Cause: Neoplasia; 5-10% familial association w breast cancer chromosome 17 BRCA-1 and BRCA-2 gene deletions (Nejm 2002;346:1609, 1616, 1660); perhaps somatic nonsense repeat mutations on chromosome 3 (Nejm 2009;360:2719)
Pathophys: Epithelial type cancer, 35-50% serous, 6-10% mucinous
5th most fatal female cancer in US, ahead of cervical and uterine; 1/70 lifetime risk is 1/20 if a 1st-degree relative has had ovarian cancer; 16000 deaths/yr in US; 25 000/yr incidence in US
Increased w low parity, mumps, perineal talc use, ERT users × 2, esp after 10 yr (Jama 2001;285:1460), BRCA-1 or -2 gene carriers
Decreased incidence (40%) with bcp use, even 3 mo of rx protects for 15+ yr (Nejm 1987;316:650); w high FSH levels postmenopausally and w low androgen levels (Jama 1996;274:1926)
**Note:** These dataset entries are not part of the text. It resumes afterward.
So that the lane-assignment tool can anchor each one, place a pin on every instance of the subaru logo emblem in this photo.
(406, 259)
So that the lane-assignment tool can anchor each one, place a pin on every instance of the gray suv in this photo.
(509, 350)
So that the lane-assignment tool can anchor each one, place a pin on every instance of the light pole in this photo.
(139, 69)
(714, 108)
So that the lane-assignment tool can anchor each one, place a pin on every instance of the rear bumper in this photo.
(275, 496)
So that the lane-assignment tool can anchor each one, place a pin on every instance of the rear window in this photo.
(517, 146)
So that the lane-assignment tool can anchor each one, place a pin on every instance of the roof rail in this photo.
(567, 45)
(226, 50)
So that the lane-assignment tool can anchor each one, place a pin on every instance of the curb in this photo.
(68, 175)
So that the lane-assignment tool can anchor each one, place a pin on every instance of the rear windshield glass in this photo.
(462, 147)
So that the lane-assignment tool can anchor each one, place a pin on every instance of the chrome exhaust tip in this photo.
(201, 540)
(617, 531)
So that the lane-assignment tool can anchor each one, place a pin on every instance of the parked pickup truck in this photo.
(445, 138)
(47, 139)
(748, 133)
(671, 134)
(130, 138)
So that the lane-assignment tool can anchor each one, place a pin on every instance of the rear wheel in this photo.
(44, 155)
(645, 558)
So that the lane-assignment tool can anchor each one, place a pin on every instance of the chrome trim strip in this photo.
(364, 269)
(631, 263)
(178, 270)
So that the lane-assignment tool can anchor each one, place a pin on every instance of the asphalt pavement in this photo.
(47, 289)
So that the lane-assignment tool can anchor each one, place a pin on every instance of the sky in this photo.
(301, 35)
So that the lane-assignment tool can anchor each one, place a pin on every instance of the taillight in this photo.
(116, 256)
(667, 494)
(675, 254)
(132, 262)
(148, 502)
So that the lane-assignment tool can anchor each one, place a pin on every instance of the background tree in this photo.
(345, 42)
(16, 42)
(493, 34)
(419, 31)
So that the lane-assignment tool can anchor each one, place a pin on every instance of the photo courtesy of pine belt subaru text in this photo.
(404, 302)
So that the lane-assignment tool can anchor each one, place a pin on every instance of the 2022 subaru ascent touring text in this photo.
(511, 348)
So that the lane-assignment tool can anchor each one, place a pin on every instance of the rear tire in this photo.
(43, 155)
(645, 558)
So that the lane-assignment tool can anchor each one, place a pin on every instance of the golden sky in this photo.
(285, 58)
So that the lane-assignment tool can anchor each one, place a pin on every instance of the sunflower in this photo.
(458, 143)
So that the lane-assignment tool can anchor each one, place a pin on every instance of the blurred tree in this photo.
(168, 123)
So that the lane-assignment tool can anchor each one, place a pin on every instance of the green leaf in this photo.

Usually postmenopausal women age 50-60 yr; 5% of cases are familial
Sx:Often asx until widespread; or (Jama 2004;291:2705) back pain (45%), fatigue (34%), abdominal pain (22%), pelvic or lower abdominal mass, pelvic discomfort, urinary pain (16%), bowel bloating (27%), and/or constipation (24%); upper abdominal sense of fullness and increasing abdominal girth
Si:Abdominal or pelvic mass, often (50%) bilateral; may be huge (largest = 148 kg); ascites. Occasionally unique polyarthritis, palmar fasciitis syndrome (Ann IM 1982;96:424), hypercalcemia, multiple seb keratoses.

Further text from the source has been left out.